At the end of 2012, I identified three companies with outsize dividends that I thought were dangerous for investors to be approaching. As you can see, these companies offer up eye-popping yields that would tempt any dividend investor.
|Windstream Corporation (NASDAQ:WIN)||Telecommunications||11.2%|
|Vector Group (NYSE:VGR)||Cigarettes||10.2%|
|United Online (NASDAQ:UNTD)||Mini-conglomerate of businesses||6.3%|
All three companies have released information about how they performed at the end of 2012, and after reviewing the information, I believe that two of them are still dangerous, while one is entering interesting territory.
Windstream Corporation (NASDAQ:WIN)
This is the company that I think may be transforming into a viable dividend option. Windstream has been undergoing a change in business plans over the past several years. Whereas business clients made up about 40% of the company’s revenue in 2010, that same segment now brings in the lion’s share of cash — at just short of 60%.
The strategy to focus on business clients for voice and high-speed Internet needs is crucial. As rural landline customers — who once provided much of the cash for the company’s dividend — slowly disappear, Windstream has been investing heavily to meet the Internet demands of small businesses. These investments explain why, even though revenue has grown by 66% over the past two years, net income has actually declined.
I’m a big fan, though, of investing in smart ways in the present, in order to have a steady and growing stream of income in the future. From where I sit, there’s a chance Windstream is on the right path.
Of greatest importance for dividend investors, the company used 97% of its free cash flow to pay out dividends last year.

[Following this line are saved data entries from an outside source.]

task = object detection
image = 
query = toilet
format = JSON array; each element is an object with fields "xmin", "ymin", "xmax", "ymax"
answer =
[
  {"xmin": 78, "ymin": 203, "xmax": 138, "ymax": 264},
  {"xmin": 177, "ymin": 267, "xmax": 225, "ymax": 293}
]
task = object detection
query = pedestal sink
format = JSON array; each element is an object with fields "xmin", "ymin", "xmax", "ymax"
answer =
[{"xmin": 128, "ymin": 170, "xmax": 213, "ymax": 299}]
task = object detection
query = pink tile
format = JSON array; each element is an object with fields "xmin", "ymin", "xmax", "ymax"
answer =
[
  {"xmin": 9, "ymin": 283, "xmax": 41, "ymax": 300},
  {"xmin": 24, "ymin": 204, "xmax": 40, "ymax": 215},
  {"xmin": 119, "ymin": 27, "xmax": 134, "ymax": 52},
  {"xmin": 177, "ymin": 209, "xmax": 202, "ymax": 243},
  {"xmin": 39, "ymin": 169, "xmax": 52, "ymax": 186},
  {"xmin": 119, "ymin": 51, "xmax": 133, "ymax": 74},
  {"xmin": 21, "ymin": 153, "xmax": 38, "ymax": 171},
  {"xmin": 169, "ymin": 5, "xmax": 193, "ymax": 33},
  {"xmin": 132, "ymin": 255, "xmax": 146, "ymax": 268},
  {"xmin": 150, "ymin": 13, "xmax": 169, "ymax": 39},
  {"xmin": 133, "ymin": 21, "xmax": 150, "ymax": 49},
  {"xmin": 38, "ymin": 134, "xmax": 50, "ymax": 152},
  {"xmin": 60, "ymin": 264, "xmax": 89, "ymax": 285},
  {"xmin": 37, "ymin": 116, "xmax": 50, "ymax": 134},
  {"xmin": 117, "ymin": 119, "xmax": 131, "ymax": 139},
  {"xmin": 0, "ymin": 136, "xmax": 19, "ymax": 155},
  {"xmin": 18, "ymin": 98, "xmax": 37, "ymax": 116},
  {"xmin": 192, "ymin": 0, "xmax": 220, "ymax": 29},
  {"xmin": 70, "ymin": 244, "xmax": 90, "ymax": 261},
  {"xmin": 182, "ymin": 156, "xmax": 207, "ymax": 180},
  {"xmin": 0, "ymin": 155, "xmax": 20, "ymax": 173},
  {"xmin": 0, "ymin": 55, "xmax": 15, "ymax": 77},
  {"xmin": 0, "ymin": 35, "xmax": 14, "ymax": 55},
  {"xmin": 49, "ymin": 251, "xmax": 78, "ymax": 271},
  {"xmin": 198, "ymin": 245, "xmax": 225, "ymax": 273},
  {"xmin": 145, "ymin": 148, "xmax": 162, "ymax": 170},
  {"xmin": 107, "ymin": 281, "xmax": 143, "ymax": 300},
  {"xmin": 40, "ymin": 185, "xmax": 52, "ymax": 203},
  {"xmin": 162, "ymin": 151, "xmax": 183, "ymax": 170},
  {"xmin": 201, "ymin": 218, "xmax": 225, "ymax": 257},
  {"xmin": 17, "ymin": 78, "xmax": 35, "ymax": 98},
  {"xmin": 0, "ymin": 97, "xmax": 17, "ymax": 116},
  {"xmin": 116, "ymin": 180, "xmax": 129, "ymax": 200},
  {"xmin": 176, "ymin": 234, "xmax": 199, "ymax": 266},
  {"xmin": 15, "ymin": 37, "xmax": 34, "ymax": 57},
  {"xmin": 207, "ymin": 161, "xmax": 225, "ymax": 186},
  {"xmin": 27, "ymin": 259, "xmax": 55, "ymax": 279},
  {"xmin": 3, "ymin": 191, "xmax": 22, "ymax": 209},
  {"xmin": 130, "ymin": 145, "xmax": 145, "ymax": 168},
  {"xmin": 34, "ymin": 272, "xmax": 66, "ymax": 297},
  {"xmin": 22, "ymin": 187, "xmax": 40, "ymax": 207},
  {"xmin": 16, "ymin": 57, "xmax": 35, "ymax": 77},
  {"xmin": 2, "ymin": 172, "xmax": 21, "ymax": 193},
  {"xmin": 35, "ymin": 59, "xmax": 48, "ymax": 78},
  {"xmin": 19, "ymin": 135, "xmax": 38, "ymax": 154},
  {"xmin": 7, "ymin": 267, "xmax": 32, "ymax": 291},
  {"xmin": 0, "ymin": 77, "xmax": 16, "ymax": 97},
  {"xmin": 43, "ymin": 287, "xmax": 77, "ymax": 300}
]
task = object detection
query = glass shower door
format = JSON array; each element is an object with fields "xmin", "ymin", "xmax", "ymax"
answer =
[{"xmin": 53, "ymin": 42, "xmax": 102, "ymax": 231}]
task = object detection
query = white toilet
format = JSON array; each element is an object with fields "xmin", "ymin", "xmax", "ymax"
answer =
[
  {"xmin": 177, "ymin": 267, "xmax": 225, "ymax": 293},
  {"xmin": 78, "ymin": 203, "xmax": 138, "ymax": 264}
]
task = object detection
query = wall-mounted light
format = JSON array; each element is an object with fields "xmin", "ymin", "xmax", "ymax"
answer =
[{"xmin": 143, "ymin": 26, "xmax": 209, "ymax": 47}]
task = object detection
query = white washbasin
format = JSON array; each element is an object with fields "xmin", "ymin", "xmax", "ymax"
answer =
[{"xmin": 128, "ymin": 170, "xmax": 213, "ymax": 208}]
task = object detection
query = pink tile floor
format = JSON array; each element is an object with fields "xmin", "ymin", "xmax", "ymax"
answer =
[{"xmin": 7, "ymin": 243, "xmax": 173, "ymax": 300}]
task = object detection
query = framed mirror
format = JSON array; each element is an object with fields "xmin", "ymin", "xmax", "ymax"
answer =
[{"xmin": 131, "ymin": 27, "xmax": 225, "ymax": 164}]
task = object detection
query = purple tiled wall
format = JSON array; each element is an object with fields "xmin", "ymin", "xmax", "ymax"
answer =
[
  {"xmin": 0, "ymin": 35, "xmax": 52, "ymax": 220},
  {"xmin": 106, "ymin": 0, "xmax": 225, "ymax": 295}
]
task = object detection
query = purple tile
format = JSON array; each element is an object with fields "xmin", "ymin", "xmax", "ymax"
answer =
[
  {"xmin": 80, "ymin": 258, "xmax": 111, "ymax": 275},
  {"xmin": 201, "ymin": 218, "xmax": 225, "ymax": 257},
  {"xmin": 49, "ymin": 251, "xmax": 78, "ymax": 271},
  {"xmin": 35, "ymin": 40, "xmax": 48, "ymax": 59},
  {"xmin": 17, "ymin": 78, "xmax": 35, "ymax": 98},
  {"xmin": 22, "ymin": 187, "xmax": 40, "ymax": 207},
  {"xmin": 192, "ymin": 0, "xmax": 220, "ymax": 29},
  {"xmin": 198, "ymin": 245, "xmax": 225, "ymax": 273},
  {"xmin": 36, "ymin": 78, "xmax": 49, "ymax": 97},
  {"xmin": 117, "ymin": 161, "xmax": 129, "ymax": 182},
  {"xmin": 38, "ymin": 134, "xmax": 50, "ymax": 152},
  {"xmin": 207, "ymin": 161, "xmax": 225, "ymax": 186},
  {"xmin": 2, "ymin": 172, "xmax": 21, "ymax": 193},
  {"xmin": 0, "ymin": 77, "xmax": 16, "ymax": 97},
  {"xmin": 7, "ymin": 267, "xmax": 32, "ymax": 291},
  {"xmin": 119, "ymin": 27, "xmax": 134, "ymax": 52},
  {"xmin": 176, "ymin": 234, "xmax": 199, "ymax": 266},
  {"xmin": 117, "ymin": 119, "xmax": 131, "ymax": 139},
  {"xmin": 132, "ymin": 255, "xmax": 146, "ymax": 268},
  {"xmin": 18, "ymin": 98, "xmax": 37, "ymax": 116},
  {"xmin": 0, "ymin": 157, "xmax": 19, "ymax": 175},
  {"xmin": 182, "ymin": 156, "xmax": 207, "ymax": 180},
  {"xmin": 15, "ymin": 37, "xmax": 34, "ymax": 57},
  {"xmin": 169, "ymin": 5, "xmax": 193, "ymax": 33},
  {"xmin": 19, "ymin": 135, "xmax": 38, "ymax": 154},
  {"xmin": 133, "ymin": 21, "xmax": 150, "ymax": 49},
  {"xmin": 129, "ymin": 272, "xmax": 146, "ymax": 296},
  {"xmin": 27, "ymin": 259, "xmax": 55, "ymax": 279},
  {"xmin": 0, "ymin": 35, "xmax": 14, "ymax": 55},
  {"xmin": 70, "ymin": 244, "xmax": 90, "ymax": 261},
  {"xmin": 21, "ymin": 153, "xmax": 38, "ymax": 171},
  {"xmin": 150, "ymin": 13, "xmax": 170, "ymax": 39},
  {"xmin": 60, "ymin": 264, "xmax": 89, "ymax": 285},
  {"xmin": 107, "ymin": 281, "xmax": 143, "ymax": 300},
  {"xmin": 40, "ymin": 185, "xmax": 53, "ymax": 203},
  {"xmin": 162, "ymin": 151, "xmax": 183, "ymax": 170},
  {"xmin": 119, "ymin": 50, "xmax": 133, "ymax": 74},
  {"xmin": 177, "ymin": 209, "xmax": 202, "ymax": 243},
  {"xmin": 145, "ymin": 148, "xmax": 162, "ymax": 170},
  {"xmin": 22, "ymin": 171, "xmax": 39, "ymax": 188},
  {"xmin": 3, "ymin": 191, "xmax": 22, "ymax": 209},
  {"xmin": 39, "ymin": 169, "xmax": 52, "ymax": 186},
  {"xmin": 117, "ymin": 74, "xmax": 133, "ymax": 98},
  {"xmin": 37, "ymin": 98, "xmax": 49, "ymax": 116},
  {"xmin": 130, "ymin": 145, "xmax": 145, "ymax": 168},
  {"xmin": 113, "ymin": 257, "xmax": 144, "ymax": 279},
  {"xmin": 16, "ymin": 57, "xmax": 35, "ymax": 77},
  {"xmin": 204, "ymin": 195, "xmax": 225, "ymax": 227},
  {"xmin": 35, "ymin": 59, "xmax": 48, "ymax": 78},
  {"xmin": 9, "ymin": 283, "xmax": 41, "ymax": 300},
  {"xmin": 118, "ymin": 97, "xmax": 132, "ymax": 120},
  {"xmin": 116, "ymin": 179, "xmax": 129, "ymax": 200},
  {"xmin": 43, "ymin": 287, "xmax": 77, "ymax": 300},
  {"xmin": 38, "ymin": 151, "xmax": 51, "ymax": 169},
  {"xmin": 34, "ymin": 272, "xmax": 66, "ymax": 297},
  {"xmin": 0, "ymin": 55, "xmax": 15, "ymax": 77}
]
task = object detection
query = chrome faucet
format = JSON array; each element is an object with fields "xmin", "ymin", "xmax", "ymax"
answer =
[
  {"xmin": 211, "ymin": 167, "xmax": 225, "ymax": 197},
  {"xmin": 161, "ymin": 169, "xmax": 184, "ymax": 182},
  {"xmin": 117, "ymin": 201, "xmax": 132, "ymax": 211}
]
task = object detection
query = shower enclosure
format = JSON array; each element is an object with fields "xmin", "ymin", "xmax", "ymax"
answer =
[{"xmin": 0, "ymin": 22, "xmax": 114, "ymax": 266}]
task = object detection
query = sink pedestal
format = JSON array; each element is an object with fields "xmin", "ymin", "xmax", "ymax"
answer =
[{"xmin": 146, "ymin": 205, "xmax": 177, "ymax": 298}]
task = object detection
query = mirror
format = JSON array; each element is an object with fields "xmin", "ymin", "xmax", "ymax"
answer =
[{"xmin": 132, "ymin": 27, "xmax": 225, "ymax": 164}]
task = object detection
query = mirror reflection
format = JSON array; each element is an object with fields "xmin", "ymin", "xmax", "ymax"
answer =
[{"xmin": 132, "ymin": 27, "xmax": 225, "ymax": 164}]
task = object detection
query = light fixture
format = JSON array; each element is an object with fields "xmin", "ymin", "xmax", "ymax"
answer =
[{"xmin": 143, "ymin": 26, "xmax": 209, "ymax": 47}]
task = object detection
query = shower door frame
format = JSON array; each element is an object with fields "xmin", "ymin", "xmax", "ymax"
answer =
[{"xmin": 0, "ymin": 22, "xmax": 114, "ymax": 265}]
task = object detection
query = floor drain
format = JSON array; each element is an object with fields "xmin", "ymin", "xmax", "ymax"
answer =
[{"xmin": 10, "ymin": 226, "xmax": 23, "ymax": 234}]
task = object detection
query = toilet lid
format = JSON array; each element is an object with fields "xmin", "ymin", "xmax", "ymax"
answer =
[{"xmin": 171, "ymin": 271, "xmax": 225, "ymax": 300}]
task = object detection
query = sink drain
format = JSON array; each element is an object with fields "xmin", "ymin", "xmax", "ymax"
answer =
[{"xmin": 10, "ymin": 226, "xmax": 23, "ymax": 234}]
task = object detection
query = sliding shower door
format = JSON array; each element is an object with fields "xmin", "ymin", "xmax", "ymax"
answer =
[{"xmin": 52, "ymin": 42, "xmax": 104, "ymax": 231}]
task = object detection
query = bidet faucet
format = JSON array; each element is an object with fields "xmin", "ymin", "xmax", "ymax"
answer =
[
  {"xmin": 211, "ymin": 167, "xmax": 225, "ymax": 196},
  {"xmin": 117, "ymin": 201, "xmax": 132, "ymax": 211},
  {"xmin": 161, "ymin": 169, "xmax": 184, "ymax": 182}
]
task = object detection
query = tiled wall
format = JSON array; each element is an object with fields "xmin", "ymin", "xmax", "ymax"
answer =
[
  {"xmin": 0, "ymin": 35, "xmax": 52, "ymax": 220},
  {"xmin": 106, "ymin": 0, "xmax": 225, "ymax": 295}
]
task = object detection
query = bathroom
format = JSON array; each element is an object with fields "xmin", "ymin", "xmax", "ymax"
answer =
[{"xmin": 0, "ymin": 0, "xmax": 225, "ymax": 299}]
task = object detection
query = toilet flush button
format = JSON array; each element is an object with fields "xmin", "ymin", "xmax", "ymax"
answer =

That was cutting it way too close to the 100% mark — which signifies that a company is giving more away to shareholders than it is taking in.
With the recent earnings release, however, that number has come down significantly, to 87%. If this trend continues, the dividend could end up being a great catch right now.
Vector Group Ltd (NYSE:VGR)
This lesser-known cigarette company, on the other hand, is still in my doghouse. In late January, Vector came out with preliminary results for 2012. In the report, Vector announced it would be taking on debt, and that its annual revenue was expected to shrink by 4.2%.
At the same time, adjusted EBITDA was actually expected to increase, thanks to higher margins on the company’s Pyramid brand cigarettes. While that’s certainly not bad news, shrinking revenue is never a good sign, and I wonder how long those higher margins can sustain themselves.
Vector has yet to announce when full-year results will be given, but based on the information available, it has paid out more in dividends in 2012 than it has taken in in the form of free cash flow. That’s simply a recipe for disaster.